If you let $y' = u$, the ODE separates giving

$\frac{-u'}{u^2} = x$.

Integrating, applying the IC and integrating again with the second IC gives the solution

$y = tan^{-1} x$.
• December 25th 2008, 08:31 PM
tsal15
Quote:

Originally Posted by danny arrigo
If you let $y' = u$, the ODE separates giving

$\frac{-u'}{u^2} = x$.

Integrating, applying the IC and integrating again with the second IC gives the solution

$y = tan^{-1} x$.

I presume that IC = Initial Condition ?

Also whats the general solution? - is it \frac{u'}{u^2} = x , if not, how do find the general solution ? :)

Thanks Danny,

tsal15
• December 25th 2008, 09:08 PM
Jester
Quote:

Originally Posted by tsal15
I presume that IC = Initial Condition ?

Also whats the general solution? - is it \frac{u'}{u^2} = x , if not, how do find the general solution ? :)

Thanks Danny,

tsal15

Yes, IC is the initial condition. Let me provide some more details

$-\frac{u'}{u^2} = 2x \;\;\; \Rightarrow\;\;\;-\int \frac{u'}{u^2} = \int 2x +c_1$

so

$\frac{1}{u} = x^2+c_1 \;\;\; \Rightarrow\;\;(with \;y'(0)\;=\;u(0)=1)\;\;\frac{1}{u} = x^2+1$

so that

$u = y' = \frac{1}{x^2+1}$

Integrating gives

$y = tan^{-1} x + c_2$

and with the IC $y(0) = 0$ gives our result.
• December 25th 2008, 10:08 PM
mr fantastic
Quote:

Originally Posted by tsal15
Hey, Mush.

Apparently I'm supposed to find the general equation first. How would I go about doing this?

You would surely use the given boundary conditions as you go along.

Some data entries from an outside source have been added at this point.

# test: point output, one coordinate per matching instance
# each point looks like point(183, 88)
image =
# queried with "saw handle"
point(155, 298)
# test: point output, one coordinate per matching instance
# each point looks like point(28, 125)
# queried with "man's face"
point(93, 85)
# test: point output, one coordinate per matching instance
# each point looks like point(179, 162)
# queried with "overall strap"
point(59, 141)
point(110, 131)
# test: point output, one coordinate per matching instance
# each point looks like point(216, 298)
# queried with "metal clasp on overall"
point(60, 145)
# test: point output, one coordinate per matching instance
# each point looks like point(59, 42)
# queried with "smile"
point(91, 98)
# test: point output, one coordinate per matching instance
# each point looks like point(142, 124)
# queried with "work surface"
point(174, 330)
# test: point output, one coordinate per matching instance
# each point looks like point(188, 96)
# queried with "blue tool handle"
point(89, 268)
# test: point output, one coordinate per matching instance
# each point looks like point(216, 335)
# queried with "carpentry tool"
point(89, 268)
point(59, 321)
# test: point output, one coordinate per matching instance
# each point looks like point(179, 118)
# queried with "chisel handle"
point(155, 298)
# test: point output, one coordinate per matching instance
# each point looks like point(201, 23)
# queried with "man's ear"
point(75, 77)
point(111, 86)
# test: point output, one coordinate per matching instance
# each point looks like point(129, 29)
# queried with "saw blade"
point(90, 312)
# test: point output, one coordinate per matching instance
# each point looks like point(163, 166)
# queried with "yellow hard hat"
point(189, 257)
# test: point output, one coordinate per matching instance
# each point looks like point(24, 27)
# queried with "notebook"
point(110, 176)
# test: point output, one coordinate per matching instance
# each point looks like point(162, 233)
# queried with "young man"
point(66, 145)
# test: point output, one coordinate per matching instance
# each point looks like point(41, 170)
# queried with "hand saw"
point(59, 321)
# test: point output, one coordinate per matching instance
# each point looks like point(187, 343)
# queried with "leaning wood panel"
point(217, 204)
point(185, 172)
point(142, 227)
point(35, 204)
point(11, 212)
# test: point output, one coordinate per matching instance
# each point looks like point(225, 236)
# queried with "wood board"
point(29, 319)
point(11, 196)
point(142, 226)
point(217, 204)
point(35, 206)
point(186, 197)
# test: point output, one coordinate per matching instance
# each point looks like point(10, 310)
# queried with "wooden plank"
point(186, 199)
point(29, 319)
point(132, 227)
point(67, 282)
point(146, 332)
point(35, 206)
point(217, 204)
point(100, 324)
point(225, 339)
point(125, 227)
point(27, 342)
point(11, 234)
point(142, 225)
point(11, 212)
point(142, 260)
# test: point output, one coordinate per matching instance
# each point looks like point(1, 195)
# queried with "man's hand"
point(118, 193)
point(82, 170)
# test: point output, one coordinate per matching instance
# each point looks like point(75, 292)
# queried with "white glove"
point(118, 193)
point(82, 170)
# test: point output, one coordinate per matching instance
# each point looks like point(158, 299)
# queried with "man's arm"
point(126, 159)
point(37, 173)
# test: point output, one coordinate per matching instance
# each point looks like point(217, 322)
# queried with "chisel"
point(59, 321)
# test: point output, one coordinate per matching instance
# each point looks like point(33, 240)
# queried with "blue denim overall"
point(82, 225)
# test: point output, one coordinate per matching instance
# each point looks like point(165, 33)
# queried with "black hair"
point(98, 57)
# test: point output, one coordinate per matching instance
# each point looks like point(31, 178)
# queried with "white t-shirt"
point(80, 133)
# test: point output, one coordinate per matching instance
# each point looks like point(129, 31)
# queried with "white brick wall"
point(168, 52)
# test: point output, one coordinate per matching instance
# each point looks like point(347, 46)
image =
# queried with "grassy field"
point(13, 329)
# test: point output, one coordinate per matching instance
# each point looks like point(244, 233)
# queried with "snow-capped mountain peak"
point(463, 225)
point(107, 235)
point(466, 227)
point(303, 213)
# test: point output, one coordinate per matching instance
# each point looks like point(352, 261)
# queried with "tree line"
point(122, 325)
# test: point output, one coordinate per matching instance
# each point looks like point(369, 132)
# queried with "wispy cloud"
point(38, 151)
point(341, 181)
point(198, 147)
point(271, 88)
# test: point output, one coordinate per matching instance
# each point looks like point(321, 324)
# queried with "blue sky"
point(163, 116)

It's ridiculous to carry an arbitrary constant into the second integration when it's possible to get its value. Not the least reason being that the technique required for doing the second integration will depend on what the value of that first arbitrary constant is ....
• January 12th 2009, 07:04 PM
tsal15
Finding the general solution of the 2ODE, was the process we have been discussing so far?